Tension-type headache and alexithymia: how are they related?

Certain evidences are available from the early 1990s points to the presence of alexithymic traits in adult patients suffering from primary headache.

Wise et al. [54] administered the Illness Behavior Questionnaire (IBQ) and the TAS to 100 patients with primary headache, finding higher values among the primary headache patients than in a control group. On the other hand, no significant differences in levels of alexithymia, depression, or anxiety emerged between tension-type headache patients and migraine sufferers.

In a case–control study conducted repeatedly in adult headache patients to investigate the association between alexithymia and assertiveness (i.e. the capacity to express personal sentiments and opinions explicitly and appropriately), Yuecel et al. [55] administered various psychometric tests and the TAS. Compared to controls, the primary headache patients (especially those with chronic TTH) scored significantly higher for depression (Beck Depression Inventory, BDI), frequency of negative automatic thoughts connected with depression (Automatic Thoughts Scale, ATS), and alexithymia (Toronto Alexithymia Scale, TAS), and lower for assertiveness (Rathus Assertiveness Schedule, RAS). Another study involving adults with migraine showed that alexithymia is frequent in migraine patients and it is associated with anxiety [56].

Alexithymia might therefore be an important psychological dimension in primary headache patients.

As for developmental age, there are too few studies correlating alexithymia with primary headache. In their work to review the construct, when they were studying alexithymia of developmental age, Taylor and Bagby [46] identified one of the most interesting prospects for future developments of the paradigm, which is analyzed in the present paper.

Aims

By means of a case–control study, we investigated pediatric patients TTH for any signs of alexithymic traits. Assuming that the construct might depend on the relationship with the primary caregiver, the alexithymic dimension (significant in terms of affective competence) was also investigated in the patients’ mothers, comparing the scores obtained by mothers in the tests measuring the alexithymic construct with those of their children.
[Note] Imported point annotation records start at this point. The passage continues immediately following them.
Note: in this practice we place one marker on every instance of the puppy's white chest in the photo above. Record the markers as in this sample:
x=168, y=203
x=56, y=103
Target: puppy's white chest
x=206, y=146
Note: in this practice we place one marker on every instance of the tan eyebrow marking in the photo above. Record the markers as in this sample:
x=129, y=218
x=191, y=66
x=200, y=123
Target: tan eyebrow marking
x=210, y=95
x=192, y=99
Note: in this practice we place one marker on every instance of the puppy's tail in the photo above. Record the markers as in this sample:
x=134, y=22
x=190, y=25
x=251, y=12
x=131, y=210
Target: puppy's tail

We therefore had two objectives:

  • to establish whether a statistically significant difference existed between the alexithymia values in our experimental group (EG) (children and preadolescents with tension-type headache) and those of a control group (CG) (healthy children and preadolescents without primary headache); and

  • to seek any statistically significant correlation between the scores obtained by the children/preadolescents on the Alexithymia Questionnaire for Children and those obtained by their mothers on the TAS-20.

Procedures

Patients and methods

Experimental group (EG)

This study involved 32 subjects with tension-type headache (26 females and 6 males) aged between 8 and 15 years (mean 11.2 ± 2.0; SD = 2.0), attending the Center for the Diagnosis and Treatment of Juvenile Headache at the Pediatrics Department (Salus Pueri), University of Padua, between December 2008 and August 2009.
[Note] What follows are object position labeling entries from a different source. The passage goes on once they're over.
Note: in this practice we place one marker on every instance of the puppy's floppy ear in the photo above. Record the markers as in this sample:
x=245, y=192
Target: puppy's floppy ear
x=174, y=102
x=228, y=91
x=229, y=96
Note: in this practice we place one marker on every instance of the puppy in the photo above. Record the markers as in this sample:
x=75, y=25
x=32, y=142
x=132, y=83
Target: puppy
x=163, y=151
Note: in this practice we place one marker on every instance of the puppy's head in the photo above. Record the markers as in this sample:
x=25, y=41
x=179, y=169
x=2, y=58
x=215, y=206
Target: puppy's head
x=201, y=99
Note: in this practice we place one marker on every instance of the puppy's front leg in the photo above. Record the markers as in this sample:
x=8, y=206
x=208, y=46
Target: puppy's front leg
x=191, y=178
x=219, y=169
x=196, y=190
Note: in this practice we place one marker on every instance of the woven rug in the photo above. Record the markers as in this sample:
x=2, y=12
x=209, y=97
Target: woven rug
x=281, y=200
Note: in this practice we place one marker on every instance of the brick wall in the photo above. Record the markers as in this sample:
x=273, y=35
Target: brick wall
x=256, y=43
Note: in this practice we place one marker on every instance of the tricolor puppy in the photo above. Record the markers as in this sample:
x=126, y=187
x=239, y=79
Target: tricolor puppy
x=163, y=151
Inclusion criteria were episodic or chronic TTH diagnosed at least 6 months previously, without pharmacological prophylaxis. The diagnosis was based on the ICHD-II criteria [3], and 23 subjects were identified as having frequent episodic TTH, while 9 had chronic TTH.

Control group (CG)

The control group consisted of 32 subjects, 26 females and 6 males, matched for age and gender with members of the EG (8–15 years, mean 11.8 ± 1.6; SD = 1.6). They were recruited from among the patients of three medical practitioners in Padua who cooperated in the study, during a routine pediatric check-up at the practitioners’ outpatient office. Discriminating criteria for inclusion were no medical history of headache or organic diseases.
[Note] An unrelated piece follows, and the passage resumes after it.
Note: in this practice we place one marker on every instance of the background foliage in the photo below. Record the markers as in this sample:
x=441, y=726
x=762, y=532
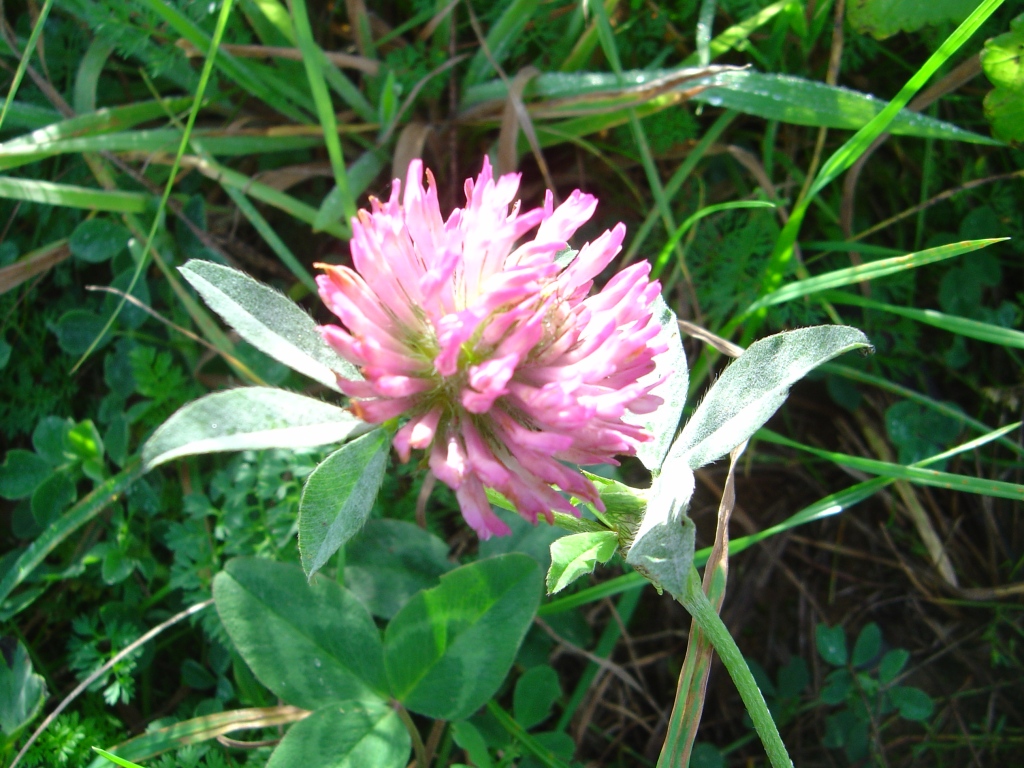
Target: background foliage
x=306, y=110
None of the mothers of the subjects in either group suffered from primary headache.

All the parents and/or their children in the EG and CG gave their informed consent prior to their inclusion in the study.

A semi-structured clinical interview was conducted with the mother to gather information on their clinical-medical history (including their family, physiological and both recent and long-term pathological medical history, particularly focusing on any history of headache).

After a specialist visit performed by a child and adolescent neuropsychiatrist expert in the field of headache in developmental age, new data were collected as follows: while the child/preadolescent answered the Alexithymia Questionnaire for Children, the mother was administered the semi-structured medical history interview and then answered the TAS-20.

The Alexithymia Questionnaire for Children [49], using the validated Italian version [53], was administered to all subjects in the EG and CG. This 20-item self-rating questionnaire measures the following factors: F1, difficulty identifying feelings; F2, difficulty describing feelings; and F3, externally oriented thinking. The results from the questionnaire were used to classify the subjects into three groups: non-alexithymic (score < 51); borderline (score between 51 and 60); and alexithymic (score = >61).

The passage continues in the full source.